Someone had posted a parody video of Mean Girls using Disney Princess clips on facebook today which gave me the sudden urge to watch The Little Mermaid again, a show for which I remember the songs intimately, but not the rest of the movie. I'd never actually realized it was released the year I was born - that's a mighty long time ago.
Watching it again, being a cynical young adult, I couldn't help but scoff at the idea of the love-in-three-days storyline, although I suppose I had no problems with it back as a 7-year-old. But while I have problems with the older Disney Princess movies, I also realized that I have absolutely nothing against the newer ones, which I suppose have evolved to deal with the changing role of women over the past few decades. The two latest animated features - The Princess and the Frog, and Tangled - in fact have the female protagonists occupying most of the action while the guy sort of tags along / is the useless sidekick. I wonder if guys ever have a problem the new movies, or whether the mere fact of a Disney Princess movie just turns them off.
Just to make things quite obvious, Disney Princess movies in order of release:
1937 - Snow White
1950 - Cinderella
1951 - Alice in Wonderland
1959 - Sleeping Beauty
(long break)
1989 - The Little Mermaid
1991 - Beauty and the Beast
1992 - Aladdin
1995 - Pocahontas
1996 - The Hunchback of Notre Dame
1997 - Hercules
1998 - Mulan
2001 - Atlantis: The Lost Empire
2009 - The Princess and the Frog
2010 - Tangled
It's funny how the damsel-in-distress notion was turned over only between 1992 and 1995 - Jasmine vs Pocahontas. In every subsequent movie, the 'princess' had her own job that wasn't just about being a princess. Pocahontas wanted adventure and cooperation between peoples, Esmeralda was a kick-ass gypsy, Meg was a cynical servant of Hades, Mulan was... Mulan, Kida wanted to free her people, Tia wanted to start a business and Rapunzel... was great with a frying pan, but not in the traditional way.
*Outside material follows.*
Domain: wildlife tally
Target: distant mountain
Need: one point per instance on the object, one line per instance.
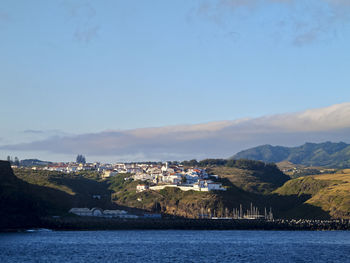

The other obvious gap was between Sleeping Beauty and her predecessors' "Some day my prince will come" attitude, and the "I can do something about my life right now, but I need to shake off daddy dearest" attitude from Little Mermaid onwards. But that one's completely understandable.
It's funny how even though the shows weren't necessarily set in more and more modern times, the attitude of the contemporary era was transplanted onto the character's time. Was there actually a change of attitude in the 90s? I don't know enough about the social landscape then to know.
If the kind of shows you watch in your childhood affect your outlook on life, I hope the changing style of well-loved shows like Disney continue to help the equalizing of the sexes. Right now, even though we're supposedly in the modern era of equality, there are undeniably still many girls my age and older with the tai-tai attitude. Wages in academia are still not equal because women are still less valued, whether due to perception of intrinsic value or perception of ability to commit to the job plus have a family life is debatable. I wonder if the girls who grow up after the mid 90s have a different attitude from us on average. I wonder if by the time they enter the job market, there'll be more equality, and stay-at-home dads will be as common as stay-at-home mums.
There was an article I read a while ago where the author talked about how whenever she met a little girl, she'd try to compliment her on her mind rather than her cuteness. On what books she read rather than what she wore. I wonder if some day, wanting to be a Disney Princess wouldn't just be about wearing glittery gowns and a tiara.